Let $\Phi: G \to G'$ be a group homomorphism, and $H' \lhd G'$. We need to prove that $\Phi^{-1} (H') \lhd G$.

Here is my current attempt at this. I have already proved that $\Phi^{-1} (H') \leq G$, so the only thing left to show is that $\Phi^{-1} (H')$ is closed under conjugation by $G$.

By definition, $$\Phi^{-1}(H') = \{g \in G' \mid \Phi(g) \in H' \}.$$ Let $a \in \Phi^{-1}(H')$ and $b \in G'$. Consider the element $bab^{-1}$. We will show $bab^{-1} \in \Phi^{-1} (H')$, which is true if and only if $\Phi(bab^{-1}) \in H'$. By the homomorphism property of $\Phi$, we have $$\Phi(bab^{-1}) = \Phi(b) \Phi(a) \Phi(b^{-1}) = \Phi(b) \Phi(a) \Phi(b)^{-1}.$$ This is where I am stuck. If $\Phi$ were onto, this would be fine. We'd be able to write any element of $G'$ as $\Phi(b)$ for some $b \in G$. We already have $\Phi(a) \in G'$. So this product would live in $H'$ since $H'$ is a normal subgroup. Absent $\Phi$ being onto, how can I finish the proof?

Answer 1

Let $a\in\Phi^{-1}(H')$ and $g\in G$. Note that $\Phi(a)\in H'$ and since $H'$ is normal $$\Phi (gag^{-1})=\Phi(g) \Phi(a) \Phi(g)^{-1}\in H'.$$ Hence $gag^{-1}\in\Phi^{-1}(H')$.

Answer 2

If $a\in \Phi^{-1}(H')$ and $g\in G$ you want to show $g a g^{-1}\in \Phi^{-1}(H')$.
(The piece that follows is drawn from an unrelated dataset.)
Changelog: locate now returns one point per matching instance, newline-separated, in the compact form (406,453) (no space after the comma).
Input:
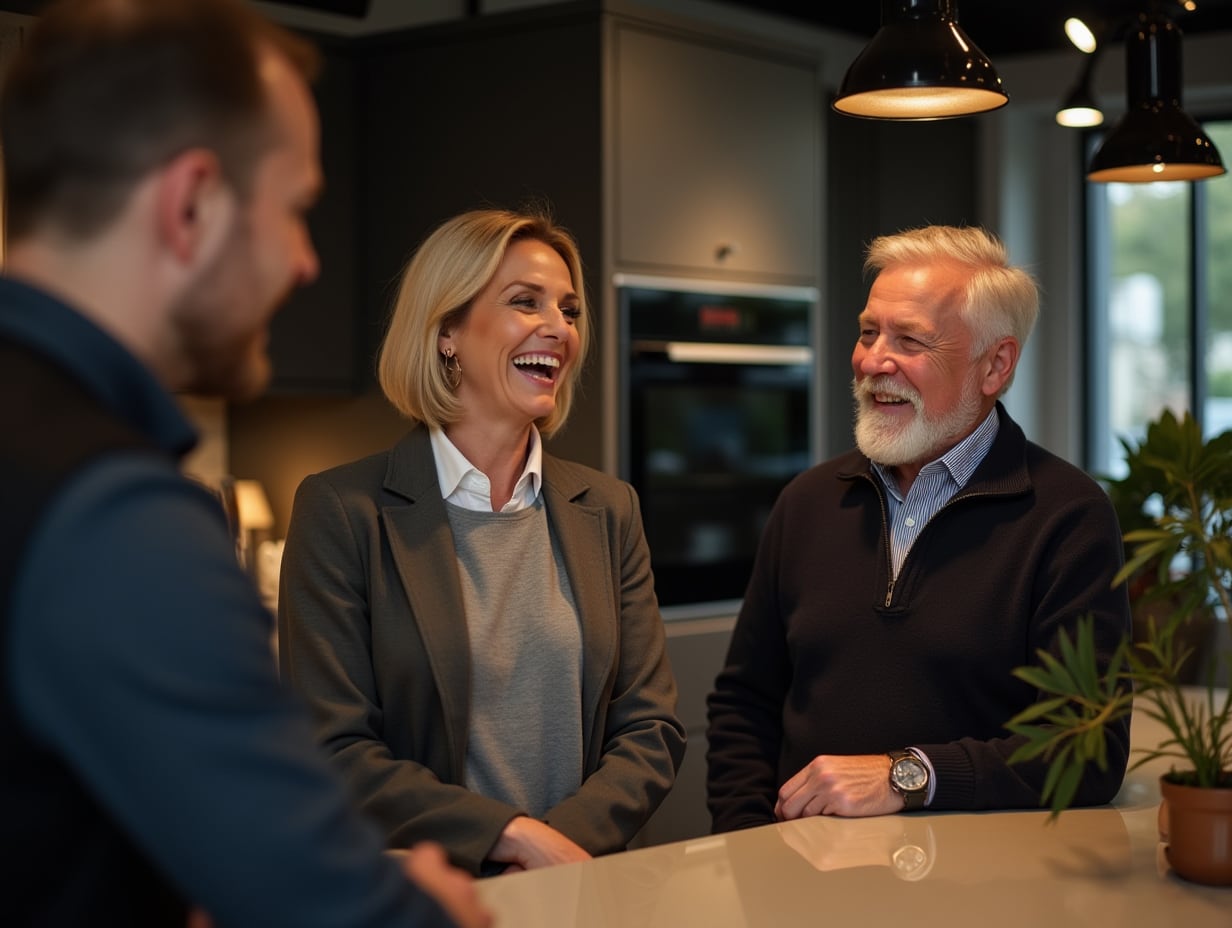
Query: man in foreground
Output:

By applying $\Phi$ using the fact that $\Phi$ is homomorphism,we will get that $g ag^{-1}\in \Phi^{-1}(H') if$ $\Phi(g)\Phi(a) \Phi(g)^{-1} \in H'$.

Now, since $H'$ is normal, $\Phi(g) \Phi(a) \Phi(g)^{-1}\in H'$, because $\Phi(a)\in H'$ (since $a\in \Phi^{-1}(H')$ ).

Answer 3

If $H' \lhd G'$, then $\forall a \in G$, it is $\Phi(a)^{-1}H'\Phi(a) \subseteq H'$; but $\Phi(a)^{-1}=\Phi(a^{-1})$, thence:

$$\Phi(a^{-1})H'\Phi(a) \subseteq H', \forall a \in G \tag 1$$

By definition, $H'=\Phi(\Phi^{\leftarrow}(H'))$, so $(1)$ reads:

$$\Phi(a^{-1})\Phi(\Phi^{\leftarrow}(H'))\Phi(a)=\Phi(a^{-1}\Phi^{\leftarrow}(H')a) \subseteq \Phi(\Phi^{\leftarrow}(H')), \forall a \in G \tag 2$$

which implies:

$$a^{-1}\Phi^{\leftarrow}(H')a \subseteq \Phi^{\leftarrow}(H'), \forall a\in G \tag 3$$

namely $\Phi^{\leftarrow}(H') \lhd G$